Age-related muscle loss is regional and muscles rich in type 2 fibers like the anterior thigh undergo atrophy earlier. And when we measure total muscle mass, we may overlook the sarcopenia. The second striking point is that previous studies have shown higher correlations of rectus femoris muscle measurements with muscle strength when compared with other muscle mass measurements. [11, 32, 33]
A recently published systematic review and meta-analysis revealed the diagnostic test accuracy of ultrasound for sarcopenia diagnosis. The meta-analysis of the five studies for RF muscle thickness demonstrated the pooled sensitivity as 72% (95% CI 62–81%) and the pooled specificity as 72% (95%CI 64–79%). Therefore, the meta-analysis of the five studies for gastrocnemius muscle thickness showed the pooled sensitivity and specificity as 82% (95% CI 71–90%)and 64% (95% CI 48–77%), respectively.
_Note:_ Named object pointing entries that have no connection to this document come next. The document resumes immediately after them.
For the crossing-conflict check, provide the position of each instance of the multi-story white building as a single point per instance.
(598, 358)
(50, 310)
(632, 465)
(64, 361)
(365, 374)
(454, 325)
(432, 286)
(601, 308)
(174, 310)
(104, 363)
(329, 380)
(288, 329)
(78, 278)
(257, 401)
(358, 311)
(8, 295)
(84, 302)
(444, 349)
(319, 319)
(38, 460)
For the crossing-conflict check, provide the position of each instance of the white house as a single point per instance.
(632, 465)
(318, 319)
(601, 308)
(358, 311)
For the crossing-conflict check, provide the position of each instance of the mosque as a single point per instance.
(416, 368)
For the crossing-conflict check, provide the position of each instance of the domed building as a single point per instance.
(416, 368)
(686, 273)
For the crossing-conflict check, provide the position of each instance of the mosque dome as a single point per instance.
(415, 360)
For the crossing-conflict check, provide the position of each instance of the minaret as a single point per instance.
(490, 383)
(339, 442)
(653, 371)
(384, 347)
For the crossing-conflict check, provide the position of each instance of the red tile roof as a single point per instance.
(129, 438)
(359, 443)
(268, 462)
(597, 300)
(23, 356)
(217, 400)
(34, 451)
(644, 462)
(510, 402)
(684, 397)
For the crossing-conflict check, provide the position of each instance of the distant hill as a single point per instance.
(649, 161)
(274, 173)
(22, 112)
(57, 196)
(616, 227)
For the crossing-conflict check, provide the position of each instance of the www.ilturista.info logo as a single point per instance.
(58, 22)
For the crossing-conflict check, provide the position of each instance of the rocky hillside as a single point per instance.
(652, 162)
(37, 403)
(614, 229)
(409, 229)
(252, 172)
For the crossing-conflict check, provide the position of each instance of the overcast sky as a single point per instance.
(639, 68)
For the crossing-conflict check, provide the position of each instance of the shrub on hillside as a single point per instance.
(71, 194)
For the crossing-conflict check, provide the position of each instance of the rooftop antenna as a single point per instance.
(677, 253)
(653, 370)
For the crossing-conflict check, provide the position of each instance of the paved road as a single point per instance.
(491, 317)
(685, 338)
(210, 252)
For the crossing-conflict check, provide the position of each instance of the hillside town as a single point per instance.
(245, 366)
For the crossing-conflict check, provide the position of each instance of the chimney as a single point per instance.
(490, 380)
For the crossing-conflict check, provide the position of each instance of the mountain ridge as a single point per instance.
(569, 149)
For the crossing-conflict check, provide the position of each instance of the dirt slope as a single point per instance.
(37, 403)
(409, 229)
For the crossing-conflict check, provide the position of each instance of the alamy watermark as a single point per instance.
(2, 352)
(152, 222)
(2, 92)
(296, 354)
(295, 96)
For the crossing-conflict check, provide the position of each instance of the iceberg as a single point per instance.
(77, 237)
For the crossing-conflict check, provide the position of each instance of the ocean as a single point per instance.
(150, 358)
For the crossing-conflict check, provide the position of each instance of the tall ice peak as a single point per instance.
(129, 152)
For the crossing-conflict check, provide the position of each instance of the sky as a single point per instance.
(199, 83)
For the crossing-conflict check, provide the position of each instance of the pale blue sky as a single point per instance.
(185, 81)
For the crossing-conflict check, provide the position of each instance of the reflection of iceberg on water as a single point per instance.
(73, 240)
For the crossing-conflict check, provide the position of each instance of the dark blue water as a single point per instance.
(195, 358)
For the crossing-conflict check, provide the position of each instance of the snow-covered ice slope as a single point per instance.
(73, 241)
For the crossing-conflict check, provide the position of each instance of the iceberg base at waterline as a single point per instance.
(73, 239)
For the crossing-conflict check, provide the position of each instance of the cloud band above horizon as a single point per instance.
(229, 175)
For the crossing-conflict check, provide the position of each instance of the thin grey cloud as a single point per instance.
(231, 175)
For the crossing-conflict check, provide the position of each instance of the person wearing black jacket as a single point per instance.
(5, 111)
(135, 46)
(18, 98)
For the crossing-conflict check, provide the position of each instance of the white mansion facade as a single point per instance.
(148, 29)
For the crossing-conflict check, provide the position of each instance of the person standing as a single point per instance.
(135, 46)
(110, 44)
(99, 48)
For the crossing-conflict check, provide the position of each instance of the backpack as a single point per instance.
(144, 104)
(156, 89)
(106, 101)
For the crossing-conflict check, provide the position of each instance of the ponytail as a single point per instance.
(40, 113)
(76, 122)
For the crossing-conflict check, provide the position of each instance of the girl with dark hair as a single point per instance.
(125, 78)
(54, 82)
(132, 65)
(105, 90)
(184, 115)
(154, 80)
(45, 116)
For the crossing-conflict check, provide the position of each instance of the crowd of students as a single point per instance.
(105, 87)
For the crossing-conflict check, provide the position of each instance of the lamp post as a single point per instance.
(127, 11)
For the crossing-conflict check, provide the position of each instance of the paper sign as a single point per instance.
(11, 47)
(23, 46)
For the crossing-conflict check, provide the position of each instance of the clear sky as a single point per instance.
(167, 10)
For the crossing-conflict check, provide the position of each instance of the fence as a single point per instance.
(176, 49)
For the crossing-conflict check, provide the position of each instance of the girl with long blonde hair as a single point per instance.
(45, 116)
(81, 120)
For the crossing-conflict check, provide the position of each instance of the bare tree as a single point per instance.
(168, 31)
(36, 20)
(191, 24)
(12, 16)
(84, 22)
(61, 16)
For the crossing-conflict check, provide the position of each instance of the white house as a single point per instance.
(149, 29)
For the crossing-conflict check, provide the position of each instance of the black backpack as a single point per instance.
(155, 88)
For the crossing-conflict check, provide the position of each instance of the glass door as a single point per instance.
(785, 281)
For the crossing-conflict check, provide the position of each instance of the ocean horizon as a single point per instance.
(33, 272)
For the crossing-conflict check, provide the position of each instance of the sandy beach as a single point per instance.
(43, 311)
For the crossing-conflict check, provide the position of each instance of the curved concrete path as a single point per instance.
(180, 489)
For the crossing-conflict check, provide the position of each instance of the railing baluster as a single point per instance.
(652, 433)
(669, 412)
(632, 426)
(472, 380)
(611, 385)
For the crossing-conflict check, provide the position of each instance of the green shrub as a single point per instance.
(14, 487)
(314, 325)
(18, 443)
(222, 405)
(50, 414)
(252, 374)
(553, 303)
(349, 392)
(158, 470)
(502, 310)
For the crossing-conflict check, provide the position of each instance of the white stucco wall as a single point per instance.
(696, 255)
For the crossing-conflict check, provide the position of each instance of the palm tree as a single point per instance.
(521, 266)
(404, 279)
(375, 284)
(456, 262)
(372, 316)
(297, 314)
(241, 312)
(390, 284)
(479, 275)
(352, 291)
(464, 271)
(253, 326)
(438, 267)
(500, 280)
Lower extremity muscles were reported to be commonly studied and muscle thickness was defined to be the most widely assessed parameter, followed by CSA. [5] In a study conducted in critical care, rectus femoris muscle thickness measured by US detected the loss of muscle mass in a short time more sensitively than the anthropometric measurements. [34] In our study, although the higher BMI, the higher MAC, CC, WC, and HC, we did not observe the same relationship with HGS, RF muscle thickness, and RF cross-sectional area. Therefore, ın multivariate analysis, we presented the independent association of RF muscle thickness, RF cross-sectional area, and GC muscle thickness with HGS. Calf circumference and MAC was not independently associated with probable sarcopenia regardless of ag, sex and BMI.
Strength and limitations
This is the first study that show the clinic importance of muscle ultrasound for probable sarcopenia regardless of age, sex and BMI in geriatric outpatients. This data has an important role to diagnose sarcopenia especially for patients with obesity, and it will keep light to new studies. Therefore, future studies for standardized cut-off values are needed. On the other hand, a cross-sectional design is a limitation of this study. Besides, we included only cooperated geriatric outpatients without acute ilnessess.